Hepato-pulmonary syndrome and portopulmonary hypertension are unique pulmonary complications of cirrhosis. Most patients with hepato-pulmonary syndrome have cirrhosis with varying degrees of portal hypertension. A prevalence of HPS of around 10 to 20% has been reported in cirrhotics listed for liver trans-plantation. However, there is no clear relation between HPS and degree of hepatic dysfunction and it should be suspected independently of the stage of liver disease. There are no symptoms or signs pathognomonic of HPS and indeed many patients with HPS may be completely asymptomatic. Once established, there is a progressive deterioration of arterial oxygenation even in a setting of stable liver disease. Diagnosis of HPS is also associated with high mortality. Similarly, portopulmonary hyperten-sion, though a rare complication of portal hypertension, carries a dreadful prognosis. Transthoracic echo-cardiography (contrast enhanced for HPS) is the most important screening test to diagnose above pulmonary complications (Grace and Angus, 2013; Porres-Aguilar et al., 2013). However; these entities are commonly neglected in daily clinical practice. In our study, none of the patients previously diagnosed at study centers or non-study centers had undergone pulse oximetry or transthoracic echocardiography at diagnosis. Though we could achieve pulse oximetry screening in almost 70% of our newly diagnosed patients, we still could do echocardiography in a minuscule percentage of patients.

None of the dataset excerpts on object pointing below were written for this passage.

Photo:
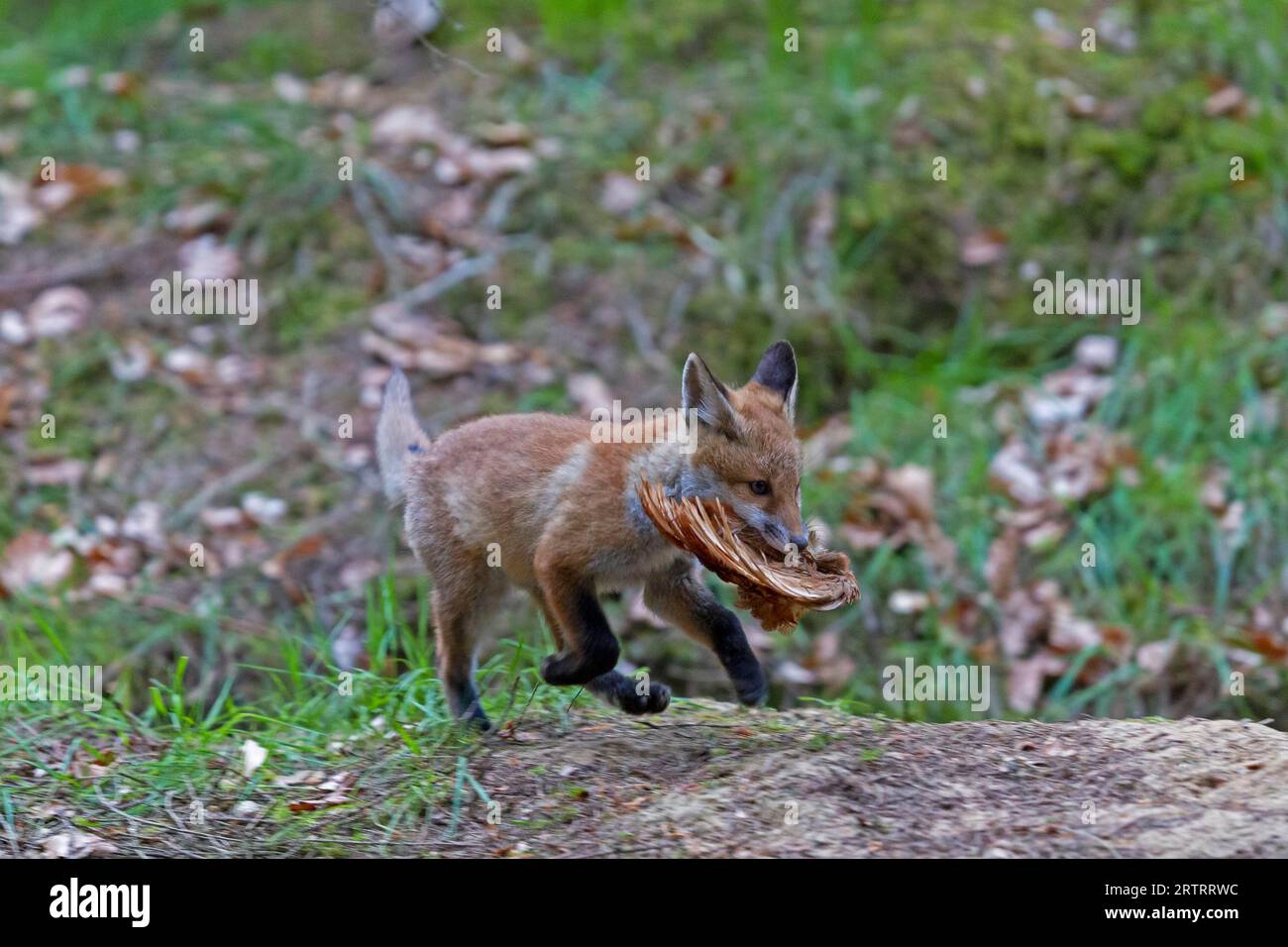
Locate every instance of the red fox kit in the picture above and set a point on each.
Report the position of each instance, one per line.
(546, 504)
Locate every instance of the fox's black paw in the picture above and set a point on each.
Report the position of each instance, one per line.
(751, 685)
(655, 699)
(565, 669)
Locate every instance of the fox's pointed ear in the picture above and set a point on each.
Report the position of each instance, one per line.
(777, 371)
(703, 393)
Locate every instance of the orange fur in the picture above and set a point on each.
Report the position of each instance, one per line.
(535, 501)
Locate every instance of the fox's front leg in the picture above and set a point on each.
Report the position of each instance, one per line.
(589, 648)
(678, 595)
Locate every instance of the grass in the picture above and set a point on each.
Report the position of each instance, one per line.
(892, 326)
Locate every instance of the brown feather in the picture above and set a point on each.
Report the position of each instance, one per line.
(772, 590)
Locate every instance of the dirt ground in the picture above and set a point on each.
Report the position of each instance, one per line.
(706, 780)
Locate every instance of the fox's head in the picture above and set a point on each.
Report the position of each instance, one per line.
(746, 451)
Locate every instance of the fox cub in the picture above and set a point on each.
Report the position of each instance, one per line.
(541, 502)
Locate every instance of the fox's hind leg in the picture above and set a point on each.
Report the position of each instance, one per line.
(678, 595)
(465, 592)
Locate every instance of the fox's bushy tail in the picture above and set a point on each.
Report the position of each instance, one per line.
(398, 434)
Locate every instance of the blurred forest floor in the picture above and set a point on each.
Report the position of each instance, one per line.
(516, 169)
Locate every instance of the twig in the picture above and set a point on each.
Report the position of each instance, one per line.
(233, 478)
(378, 235)
(94, 268)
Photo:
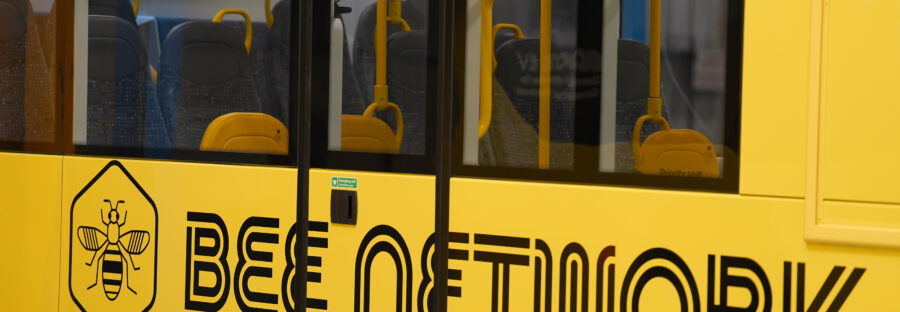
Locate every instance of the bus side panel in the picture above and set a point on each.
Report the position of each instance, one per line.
(29, 225)
(656, 249)
(184, 236)
(358, 264)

Our study had certain limitations. First, the 3rd group of our study had too few a patients as compared to the other two groups. This could have affected few statistical results. Secondly, this was a short term study for a period of three months, during which all those involved in the care of the patients were sensitized to the new protocol. However, long term adherence to the protocol has not been studied. Thirdly, the effect of new protocol on the long term survival benefit of the patients was not studied.

Thus, we conclude that in spite availability of guide-lines, surveillance practices for various complications of cirrhosis are not adequately followed in real life clinical practice, even at tertiary care centers. Presence of a dedicated protocol based on these guidelines definitely helped us improve our surveillance strategies. Compliance with guidelines would definitely help us to take better care of our patients.

The author declared he has no conflict of interest.